NotImplementedError: Loglikelihood (and therefore `multiple_choice`-type tasks) is not supported for chat completions as OpenAI does not provide prompt logprobs. See https://github.com/EleutherAI/lm-evaluation-harness/issues/942#issuecomment-1777836312 or https://github.com/EleutherAI/lm-evaluation-harness/issues/1196 for more background on this limitation.

Oh wait? What's happening here? Well - most of these multiple-choice benchmarks use loglikelihood to understand what the choice is with the highest probability. This is a bit weird - since it's not the methodology outlined in the original GPQA paper. However, seems to be a deliberate choice to maintain the framework consistent.²

However, there's another benchmark we could run and appears to work - the zero-shot chain-of-thought one.
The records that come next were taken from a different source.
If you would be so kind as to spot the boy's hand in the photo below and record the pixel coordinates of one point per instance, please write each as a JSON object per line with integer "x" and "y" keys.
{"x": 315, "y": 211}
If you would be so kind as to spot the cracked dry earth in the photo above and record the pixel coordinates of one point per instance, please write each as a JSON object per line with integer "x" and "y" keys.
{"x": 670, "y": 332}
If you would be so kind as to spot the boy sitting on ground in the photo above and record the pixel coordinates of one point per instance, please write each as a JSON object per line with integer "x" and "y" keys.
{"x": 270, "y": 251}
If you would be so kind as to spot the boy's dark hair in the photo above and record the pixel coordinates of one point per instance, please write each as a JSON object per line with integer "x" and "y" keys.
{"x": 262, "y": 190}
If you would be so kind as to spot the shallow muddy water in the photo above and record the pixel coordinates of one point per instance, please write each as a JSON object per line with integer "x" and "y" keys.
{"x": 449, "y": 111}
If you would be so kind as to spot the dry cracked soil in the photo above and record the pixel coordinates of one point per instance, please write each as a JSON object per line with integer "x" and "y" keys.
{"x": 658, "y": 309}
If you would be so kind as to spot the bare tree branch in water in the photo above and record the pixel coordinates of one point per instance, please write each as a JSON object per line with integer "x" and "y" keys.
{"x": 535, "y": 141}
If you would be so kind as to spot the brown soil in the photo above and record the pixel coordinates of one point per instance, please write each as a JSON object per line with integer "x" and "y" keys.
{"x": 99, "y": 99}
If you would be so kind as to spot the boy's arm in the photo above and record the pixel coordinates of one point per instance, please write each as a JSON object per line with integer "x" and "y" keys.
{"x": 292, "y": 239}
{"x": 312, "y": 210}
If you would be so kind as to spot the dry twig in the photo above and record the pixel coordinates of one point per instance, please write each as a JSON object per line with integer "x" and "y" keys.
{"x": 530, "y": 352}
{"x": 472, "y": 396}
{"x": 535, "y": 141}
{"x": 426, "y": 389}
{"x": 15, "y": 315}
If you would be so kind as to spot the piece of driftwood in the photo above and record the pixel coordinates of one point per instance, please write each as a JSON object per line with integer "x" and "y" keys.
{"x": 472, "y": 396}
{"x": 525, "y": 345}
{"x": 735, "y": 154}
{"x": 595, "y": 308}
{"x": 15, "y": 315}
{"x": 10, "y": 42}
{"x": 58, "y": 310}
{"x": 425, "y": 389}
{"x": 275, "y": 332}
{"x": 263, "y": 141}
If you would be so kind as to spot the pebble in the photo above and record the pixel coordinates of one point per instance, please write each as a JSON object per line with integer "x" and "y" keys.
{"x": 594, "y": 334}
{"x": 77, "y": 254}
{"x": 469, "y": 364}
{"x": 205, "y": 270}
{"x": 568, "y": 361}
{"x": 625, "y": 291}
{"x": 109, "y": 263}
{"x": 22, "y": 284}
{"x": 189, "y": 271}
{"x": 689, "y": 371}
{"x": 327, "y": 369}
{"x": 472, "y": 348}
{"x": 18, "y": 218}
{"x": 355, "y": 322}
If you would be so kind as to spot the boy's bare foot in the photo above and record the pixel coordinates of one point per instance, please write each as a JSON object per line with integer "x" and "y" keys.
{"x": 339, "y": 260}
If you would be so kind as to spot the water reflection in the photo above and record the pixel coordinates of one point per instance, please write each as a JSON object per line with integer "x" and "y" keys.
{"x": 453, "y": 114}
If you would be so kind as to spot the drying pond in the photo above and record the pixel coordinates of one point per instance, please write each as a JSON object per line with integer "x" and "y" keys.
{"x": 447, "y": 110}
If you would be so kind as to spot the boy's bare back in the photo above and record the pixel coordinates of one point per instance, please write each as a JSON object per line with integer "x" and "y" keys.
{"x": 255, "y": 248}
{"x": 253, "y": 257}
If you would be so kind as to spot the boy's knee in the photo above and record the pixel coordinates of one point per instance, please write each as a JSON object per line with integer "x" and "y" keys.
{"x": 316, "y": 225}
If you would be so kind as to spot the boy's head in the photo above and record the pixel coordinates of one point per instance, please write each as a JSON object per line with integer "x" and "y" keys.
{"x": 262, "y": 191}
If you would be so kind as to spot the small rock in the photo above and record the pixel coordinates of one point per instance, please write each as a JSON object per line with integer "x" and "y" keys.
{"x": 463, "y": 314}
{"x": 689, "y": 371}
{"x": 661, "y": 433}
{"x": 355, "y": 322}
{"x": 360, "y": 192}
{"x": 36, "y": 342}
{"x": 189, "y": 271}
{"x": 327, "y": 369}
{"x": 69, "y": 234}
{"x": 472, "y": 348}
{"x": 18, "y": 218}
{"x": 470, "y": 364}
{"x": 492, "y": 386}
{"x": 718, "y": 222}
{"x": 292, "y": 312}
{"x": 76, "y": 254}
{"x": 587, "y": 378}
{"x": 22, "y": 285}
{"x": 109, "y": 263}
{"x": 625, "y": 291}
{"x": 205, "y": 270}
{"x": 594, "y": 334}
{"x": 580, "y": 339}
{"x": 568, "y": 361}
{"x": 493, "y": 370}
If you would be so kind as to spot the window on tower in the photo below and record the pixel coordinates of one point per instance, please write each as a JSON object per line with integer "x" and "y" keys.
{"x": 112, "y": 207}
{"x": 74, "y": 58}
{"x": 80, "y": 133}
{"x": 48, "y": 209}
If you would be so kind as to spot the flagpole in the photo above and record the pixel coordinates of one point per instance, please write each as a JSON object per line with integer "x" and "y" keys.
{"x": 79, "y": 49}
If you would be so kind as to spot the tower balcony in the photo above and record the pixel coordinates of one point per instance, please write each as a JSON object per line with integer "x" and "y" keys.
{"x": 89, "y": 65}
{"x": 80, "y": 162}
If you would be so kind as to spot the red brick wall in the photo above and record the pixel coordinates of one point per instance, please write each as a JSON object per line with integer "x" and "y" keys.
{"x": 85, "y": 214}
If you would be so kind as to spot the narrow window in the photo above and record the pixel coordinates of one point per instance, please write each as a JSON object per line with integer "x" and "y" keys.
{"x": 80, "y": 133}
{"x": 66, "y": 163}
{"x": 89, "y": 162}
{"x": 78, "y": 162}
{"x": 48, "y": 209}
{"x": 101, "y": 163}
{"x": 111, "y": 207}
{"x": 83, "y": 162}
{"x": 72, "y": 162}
lm-eval --model openai-chat-completions \
        --model_args model=gpt-4o-mini,num_concurrent=10,max_retries=3 \
        --tasks gpqa_main_cot_zeroshot \ #<- cot version
        --apply_chat_template \
        --output_path results \
        --log_samples \
        --wandb_args project=lmeval \
        --use_cache model_cache

This gives us:

|        Tasks         |Version|     Filter     |n-shot|  Metric   |   |Value |   |Stderr|
|----------------------|------:|----------------|-----:|-----------|---|-----:|---|-----:|
|gpqa_main_cot_zeroshot|      1|flexible-extract|     0|exact_match|↑  |0.1205|±  |0.0154|
|                      |       |strict-match    |     0|exact_match|↑  |0.0000|±  |0.0000|

Now, I haven’t dug too deeply into these results for the COT version, but they seem very low since they rely on the flexible-extract metric, which could perform poorly if it’s regex-based. One thing we notice is that the prompt used here is closer to the original one from the paper. However, it lacks the two-model-call approach outlined there.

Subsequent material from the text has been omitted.